State-owned banks are mortgage losers

The consumer champion found that Bank of Scotland had the lowest customer score with 41%, with Halifax (44%), Northern Rock (45%) and Lloyds TSB (48%) close behind. Not being able to get the same deals as new customers and not being informed of better deals when theirs came to an end were the main gripes reported.

For the third year running, First Direct topped the survey, with an 89% score, although it slipped slightly on last year’s 91%. Which? members rated First Direct highly for statement clarity, customer service and their ability to rectify problems – 96% said they would recommend First Direct to a friend.

The Co-operative Bank came second with 78%, knocking the One Account into third place with 77%. The average score was 61%.

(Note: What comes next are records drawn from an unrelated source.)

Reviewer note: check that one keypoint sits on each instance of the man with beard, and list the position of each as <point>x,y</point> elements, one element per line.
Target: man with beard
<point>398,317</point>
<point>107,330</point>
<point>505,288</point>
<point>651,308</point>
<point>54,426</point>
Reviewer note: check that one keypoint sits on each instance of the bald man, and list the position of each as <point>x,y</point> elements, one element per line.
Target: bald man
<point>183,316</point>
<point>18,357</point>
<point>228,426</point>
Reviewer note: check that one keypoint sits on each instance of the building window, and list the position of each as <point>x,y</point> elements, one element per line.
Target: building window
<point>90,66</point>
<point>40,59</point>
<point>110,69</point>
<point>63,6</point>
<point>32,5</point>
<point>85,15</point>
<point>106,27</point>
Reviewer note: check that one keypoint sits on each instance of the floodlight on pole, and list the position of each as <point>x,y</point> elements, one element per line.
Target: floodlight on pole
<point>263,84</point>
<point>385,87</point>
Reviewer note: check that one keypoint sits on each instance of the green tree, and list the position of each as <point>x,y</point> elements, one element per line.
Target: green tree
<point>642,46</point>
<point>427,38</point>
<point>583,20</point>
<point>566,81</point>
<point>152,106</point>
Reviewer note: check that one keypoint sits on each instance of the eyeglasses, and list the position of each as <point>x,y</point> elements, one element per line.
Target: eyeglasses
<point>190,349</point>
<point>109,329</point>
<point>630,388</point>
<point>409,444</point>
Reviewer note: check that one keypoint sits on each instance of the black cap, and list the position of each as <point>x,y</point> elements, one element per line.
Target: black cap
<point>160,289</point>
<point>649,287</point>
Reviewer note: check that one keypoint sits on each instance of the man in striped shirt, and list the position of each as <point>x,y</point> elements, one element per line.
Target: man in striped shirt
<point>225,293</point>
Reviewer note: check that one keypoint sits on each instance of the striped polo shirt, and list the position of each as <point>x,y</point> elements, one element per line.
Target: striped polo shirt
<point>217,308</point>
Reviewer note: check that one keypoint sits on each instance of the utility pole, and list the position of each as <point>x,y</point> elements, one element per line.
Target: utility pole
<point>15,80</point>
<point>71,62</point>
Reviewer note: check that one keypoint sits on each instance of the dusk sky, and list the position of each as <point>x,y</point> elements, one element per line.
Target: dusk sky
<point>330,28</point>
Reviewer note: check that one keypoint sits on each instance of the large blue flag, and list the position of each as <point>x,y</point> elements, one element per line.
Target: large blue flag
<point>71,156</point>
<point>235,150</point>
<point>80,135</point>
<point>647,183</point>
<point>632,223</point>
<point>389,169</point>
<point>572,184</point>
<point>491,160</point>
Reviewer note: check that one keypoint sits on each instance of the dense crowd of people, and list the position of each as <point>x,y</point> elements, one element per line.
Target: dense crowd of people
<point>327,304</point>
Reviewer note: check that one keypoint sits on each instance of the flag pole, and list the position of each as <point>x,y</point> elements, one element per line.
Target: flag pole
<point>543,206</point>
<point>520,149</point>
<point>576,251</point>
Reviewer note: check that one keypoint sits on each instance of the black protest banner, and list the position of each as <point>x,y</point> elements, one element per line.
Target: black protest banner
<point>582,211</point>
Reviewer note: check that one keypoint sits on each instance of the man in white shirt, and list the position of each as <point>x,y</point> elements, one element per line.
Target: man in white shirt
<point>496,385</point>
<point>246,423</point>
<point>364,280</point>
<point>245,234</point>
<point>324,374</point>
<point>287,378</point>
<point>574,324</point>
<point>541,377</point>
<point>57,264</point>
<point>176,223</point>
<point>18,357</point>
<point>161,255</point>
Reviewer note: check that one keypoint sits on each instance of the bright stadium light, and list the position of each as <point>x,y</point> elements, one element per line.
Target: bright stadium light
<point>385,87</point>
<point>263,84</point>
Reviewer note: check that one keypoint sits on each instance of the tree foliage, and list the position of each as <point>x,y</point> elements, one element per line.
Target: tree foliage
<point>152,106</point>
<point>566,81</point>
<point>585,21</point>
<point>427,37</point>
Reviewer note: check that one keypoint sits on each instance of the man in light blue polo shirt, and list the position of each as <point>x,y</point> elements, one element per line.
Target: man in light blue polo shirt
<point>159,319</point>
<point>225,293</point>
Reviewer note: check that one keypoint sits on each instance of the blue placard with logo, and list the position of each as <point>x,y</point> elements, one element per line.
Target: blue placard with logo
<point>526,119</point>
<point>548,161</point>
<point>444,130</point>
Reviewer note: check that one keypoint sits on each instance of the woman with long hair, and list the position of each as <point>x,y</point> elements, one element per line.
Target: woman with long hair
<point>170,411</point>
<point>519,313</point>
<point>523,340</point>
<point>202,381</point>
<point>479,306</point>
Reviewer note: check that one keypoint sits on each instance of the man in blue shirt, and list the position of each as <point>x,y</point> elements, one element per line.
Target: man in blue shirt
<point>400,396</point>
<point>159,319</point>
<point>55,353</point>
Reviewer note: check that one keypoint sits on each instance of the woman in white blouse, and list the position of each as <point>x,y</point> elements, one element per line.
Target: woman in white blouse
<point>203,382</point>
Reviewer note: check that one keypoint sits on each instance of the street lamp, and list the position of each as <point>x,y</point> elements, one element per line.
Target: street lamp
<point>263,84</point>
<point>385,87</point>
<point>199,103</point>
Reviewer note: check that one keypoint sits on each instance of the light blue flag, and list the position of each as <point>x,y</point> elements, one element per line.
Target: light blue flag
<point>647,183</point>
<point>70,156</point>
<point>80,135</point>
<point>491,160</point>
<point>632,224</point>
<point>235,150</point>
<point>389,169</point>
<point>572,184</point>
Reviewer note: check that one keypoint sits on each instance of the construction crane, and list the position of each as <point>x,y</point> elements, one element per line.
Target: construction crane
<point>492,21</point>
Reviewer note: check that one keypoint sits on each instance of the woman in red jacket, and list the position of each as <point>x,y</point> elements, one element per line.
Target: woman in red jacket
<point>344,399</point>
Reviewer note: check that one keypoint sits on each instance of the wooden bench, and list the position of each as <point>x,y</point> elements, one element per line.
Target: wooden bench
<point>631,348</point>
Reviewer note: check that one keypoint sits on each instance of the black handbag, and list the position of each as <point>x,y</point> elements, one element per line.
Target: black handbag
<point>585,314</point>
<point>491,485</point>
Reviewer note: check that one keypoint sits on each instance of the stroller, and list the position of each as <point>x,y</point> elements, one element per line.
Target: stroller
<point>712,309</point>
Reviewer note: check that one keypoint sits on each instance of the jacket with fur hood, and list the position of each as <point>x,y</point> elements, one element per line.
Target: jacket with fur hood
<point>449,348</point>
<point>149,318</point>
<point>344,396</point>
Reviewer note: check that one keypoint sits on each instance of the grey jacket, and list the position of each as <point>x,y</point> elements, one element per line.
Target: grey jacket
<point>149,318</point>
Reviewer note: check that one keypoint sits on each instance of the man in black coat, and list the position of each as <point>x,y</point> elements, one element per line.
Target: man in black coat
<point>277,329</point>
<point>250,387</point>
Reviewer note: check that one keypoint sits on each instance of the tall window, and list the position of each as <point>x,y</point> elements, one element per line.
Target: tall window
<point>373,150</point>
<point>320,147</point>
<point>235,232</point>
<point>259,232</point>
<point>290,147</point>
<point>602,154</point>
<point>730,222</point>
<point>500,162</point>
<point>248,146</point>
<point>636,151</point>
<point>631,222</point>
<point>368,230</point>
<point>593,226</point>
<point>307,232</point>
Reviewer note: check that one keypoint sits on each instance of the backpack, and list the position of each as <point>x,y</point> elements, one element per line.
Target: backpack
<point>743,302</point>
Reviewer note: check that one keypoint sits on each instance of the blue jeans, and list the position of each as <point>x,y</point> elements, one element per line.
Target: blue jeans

Four fifths of Which? members were satisfied with their mortgage provider, although there was room for improvement, with fewer than half very satisfied. Two thirds of members felt their existing mortgage was the best deal for them and three quarters had not experienced problems with their current lender.

Only 10% of Which? members said they changed their mortgage every time their deal ends.

Commenting, Which? chief executive Peter Vicary-Smith said: “Once again, the big banks are failing to treat their customers as well as the small lenders and building societies, despite all of the public funding they have received.

“Don’t take the lazy option of simply taking out a deal with your bank or staying on your lender’s standard variable rate – check if you could get a better deal elsewhere and vote with your feet if so. While getting a good deal is usually a top priority, getting good service matters too.”